Lock-picking is a great, wholesome, old-timey hobby to introduce kids to.
So here's the thing about lock-picking. It's fiddly, but not hugely difficult. It's a skill you get better at over time. And it's a real thing—a lot of locks that actual people actually use are pickable by a semi-talented amateur.
A decent set of lock-picking tools only costs like twenty bucks, and again, this isn't a toy—it's real tools you can use for real work.
You can buy transparent locks that let you see what you're doing, and I've meant to get one for years, but you don't need them—you can just pick padlocks that you have lying around. (And starter padlocks with fewer pins can be bought cheap too.)
And another benefit: You turn your kids into the kind of person who interrupts a movie to say "he's not really picking that lock." Which is an awesome kind of person to be, IMHO.
So the way a standard lock and key work is that there are a set of paired cylinders inside. The job of the key is to raise each pair to the exact point where they all meet at the same place, allowing the key to turn the lock. (See illustration.)
If you prod at the inside of such a lock with a piece of bent wire (or a lock-picking tool), you can push a pair of cylinders up, as shown here.
But each pair of cylinders is spring loaded, so they'll slip down as soon as you push them up. UNLESS you use a second tool to twist the lock a bit, as if you were turning it with the key.
When you do that, you put lateral pressure on each of the cylinder pairs, creating a little lip inside the lock.
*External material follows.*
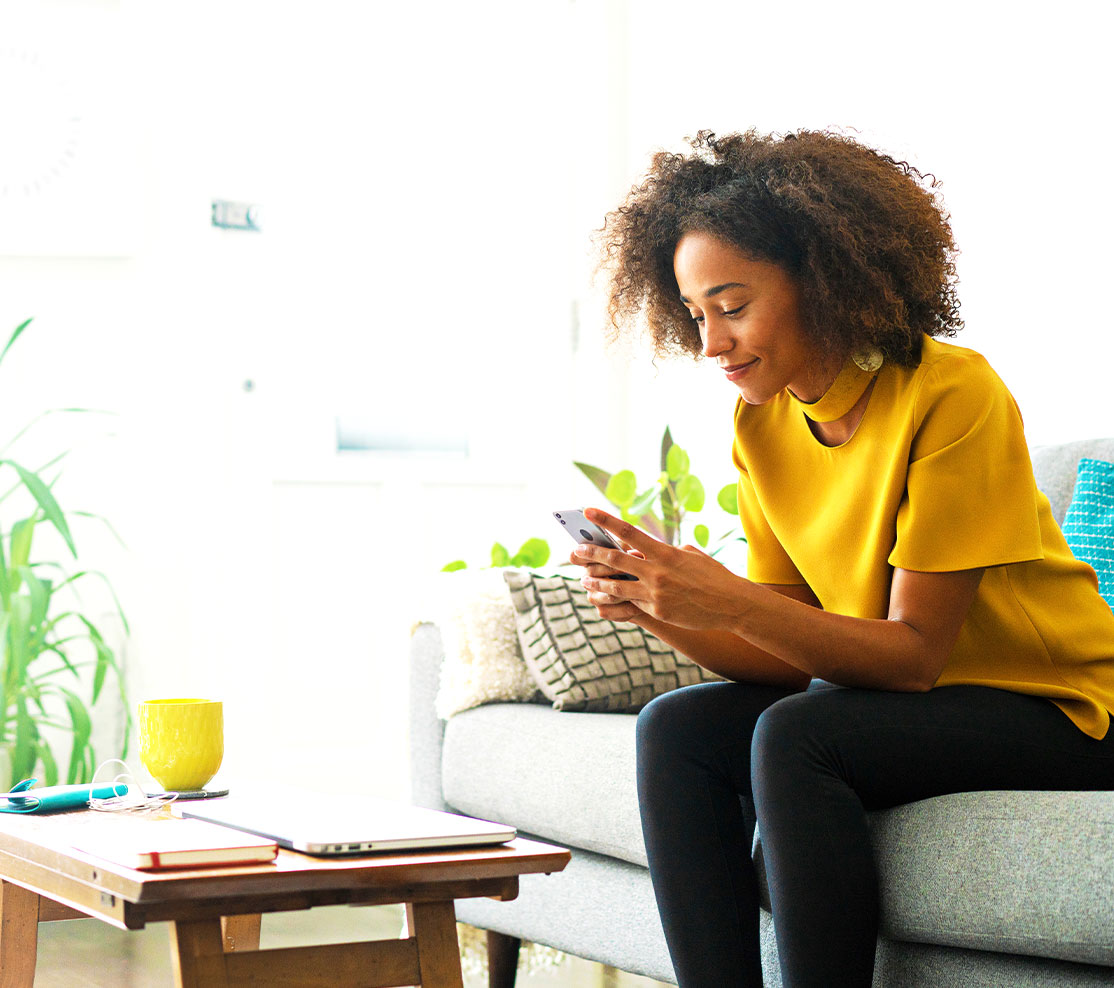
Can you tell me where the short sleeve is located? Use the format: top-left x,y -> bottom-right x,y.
889,354 -> 1044,573
731,403 -> 805,586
If you're lucky, the top cylinder will catch on that lip when you push on it, lodging in the "unlocked" position.
If you manage to get all the upper cylinders—the pins—of the lock to lodge in that open position, the lever you're using to keep pressure on them will turn just like a key would, and the lock will open.
And that's lock picking. That's all it is. Getting good at it is a matter of getting a feel for the inside of the lock—where to put pressure and how, what order to push up the pins of a specific lock in, that sort of thing. But the principle is really straightforward.